Test procedure: A BET involves analyzing the liquid sample or sample extract using Limulus Amebocyte Lysate (LAL). LAL is a reagent made from the blood of the horseshoe crab. In the presence of bacterial endotoxins, the lysate reacts to form a clot or cause a color change depending on the technique. The test sample is compared to a standard curve made from known endotoxin concentrations. All tests are performed in at least duplicate. A positive product control and negative control are included as part of each assay.

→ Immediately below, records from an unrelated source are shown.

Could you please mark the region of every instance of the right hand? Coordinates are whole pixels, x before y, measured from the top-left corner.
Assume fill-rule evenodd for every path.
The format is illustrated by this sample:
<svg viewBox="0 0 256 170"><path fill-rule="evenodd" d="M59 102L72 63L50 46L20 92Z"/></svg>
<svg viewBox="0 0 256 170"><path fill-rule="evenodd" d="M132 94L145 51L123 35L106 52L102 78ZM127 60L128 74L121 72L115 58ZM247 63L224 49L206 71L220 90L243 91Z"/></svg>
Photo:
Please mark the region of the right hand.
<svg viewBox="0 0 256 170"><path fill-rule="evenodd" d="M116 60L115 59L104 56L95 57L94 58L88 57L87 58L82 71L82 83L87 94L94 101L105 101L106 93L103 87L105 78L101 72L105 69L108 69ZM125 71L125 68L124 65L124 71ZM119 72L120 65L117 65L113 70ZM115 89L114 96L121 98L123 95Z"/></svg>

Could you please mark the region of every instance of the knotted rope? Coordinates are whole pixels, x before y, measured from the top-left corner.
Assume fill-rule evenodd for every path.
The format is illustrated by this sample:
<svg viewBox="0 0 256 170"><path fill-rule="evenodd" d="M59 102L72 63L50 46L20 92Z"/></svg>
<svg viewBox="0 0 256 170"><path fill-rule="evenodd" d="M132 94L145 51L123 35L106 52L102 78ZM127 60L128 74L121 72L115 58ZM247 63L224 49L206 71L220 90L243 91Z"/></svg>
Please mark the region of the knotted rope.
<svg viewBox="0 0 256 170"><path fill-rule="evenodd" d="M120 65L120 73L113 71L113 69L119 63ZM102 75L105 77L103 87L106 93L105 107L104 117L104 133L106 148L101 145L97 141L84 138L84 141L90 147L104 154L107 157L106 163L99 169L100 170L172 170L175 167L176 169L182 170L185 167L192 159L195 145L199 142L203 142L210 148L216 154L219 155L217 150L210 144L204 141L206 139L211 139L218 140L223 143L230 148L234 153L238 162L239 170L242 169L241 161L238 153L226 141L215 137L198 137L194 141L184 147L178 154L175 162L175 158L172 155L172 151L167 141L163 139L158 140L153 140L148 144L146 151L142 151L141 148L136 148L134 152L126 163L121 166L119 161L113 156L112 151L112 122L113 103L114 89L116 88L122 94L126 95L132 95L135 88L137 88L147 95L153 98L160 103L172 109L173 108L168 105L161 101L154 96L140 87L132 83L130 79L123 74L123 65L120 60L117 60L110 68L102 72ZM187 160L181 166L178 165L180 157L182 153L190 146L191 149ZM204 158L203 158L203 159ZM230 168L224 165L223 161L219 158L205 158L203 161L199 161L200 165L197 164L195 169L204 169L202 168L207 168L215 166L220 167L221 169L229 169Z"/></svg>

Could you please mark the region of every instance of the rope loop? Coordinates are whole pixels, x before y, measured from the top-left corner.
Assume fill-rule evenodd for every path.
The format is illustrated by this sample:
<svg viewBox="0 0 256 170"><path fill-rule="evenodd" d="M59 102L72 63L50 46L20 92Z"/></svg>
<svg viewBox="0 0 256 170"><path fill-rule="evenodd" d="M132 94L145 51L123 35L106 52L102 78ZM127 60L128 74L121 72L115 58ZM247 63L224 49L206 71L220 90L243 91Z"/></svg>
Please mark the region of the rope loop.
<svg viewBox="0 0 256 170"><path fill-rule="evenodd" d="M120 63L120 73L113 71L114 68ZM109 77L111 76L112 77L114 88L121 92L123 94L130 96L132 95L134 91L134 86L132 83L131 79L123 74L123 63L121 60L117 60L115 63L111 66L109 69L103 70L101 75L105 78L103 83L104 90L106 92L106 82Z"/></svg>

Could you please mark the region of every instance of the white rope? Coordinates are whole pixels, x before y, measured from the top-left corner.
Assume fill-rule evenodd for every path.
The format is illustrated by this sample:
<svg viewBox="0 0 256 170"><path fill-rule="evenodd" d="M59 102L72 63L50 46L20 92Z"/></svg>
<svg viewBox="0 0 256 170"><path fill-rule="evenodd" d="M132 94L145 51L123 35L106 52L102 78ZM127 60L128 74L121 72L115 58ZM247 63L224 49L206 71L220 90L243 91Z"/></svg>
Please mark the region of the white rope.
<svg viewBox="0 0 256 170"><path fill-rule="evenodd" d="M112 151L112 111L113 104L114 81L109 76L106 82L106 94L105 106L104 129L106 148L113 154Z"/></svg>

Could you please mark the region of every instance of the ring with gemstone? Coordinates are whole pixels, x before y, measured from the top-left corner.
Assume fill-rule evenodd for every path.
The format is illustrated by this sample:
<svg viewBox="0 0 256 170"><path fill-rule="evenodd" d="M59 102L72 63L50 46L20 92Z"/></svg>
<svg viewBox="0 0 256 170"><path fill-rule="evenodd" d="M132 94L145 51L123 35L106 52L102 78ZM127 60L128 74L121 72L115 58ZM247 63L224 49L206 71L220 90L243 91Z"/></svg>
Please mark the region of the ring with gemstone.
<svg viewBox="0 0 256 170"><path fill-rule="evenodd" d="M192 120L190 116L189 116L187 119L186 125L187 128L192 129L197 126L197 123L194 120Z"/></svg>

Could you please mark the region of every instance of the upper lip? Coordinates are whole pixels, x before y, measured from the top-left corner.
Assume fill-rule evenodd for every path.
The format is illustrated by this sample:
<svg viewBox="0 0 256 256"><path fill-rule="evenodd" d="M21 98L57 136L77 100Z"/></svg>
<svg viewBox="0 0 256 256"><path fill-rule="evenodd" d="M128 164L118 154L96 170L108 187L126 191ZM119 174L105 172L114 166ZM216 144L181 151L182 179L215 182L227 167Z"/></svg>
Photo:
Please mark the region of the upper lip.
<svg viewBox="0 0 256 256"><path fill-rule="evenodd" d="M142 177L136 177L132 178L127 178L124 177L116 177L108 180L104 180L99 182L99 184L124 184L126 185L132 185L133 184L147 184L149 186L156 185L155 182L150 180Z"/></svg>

Validation: It is required to demonstrate that the test sample does not interfere with the ability to detect endotoxins. This is accomplished with the positive product control (also called the spike recovery) for the kinetic test methods, and with a separate inhibition and enhancement assay for the gel-clot test.
Samples that require a treatment such as reconstitution in a solvent other than water, heat denaturing, centrifugation or filtration should be validated to demonstrate that the treatment does not result in the loss of endotoxins. This is accomplished by inoculating the sample with endotoxins and subjecting the inoculated sample to the chosen treatment.
The endotoxin limit for medical devices is not more than 20.0 EU/device unless the device will have contact with cerebrospinal fluid, in which case the limit is 2.15 EU/device. Ophthalmic implants and OVDs may be required to meet a lower limit of 0.2 EU/device or 0.2 EU/ml. Endotoxin limits for pharmaceutical products are based on the maximum dose that can be administered in a 1-hour time period.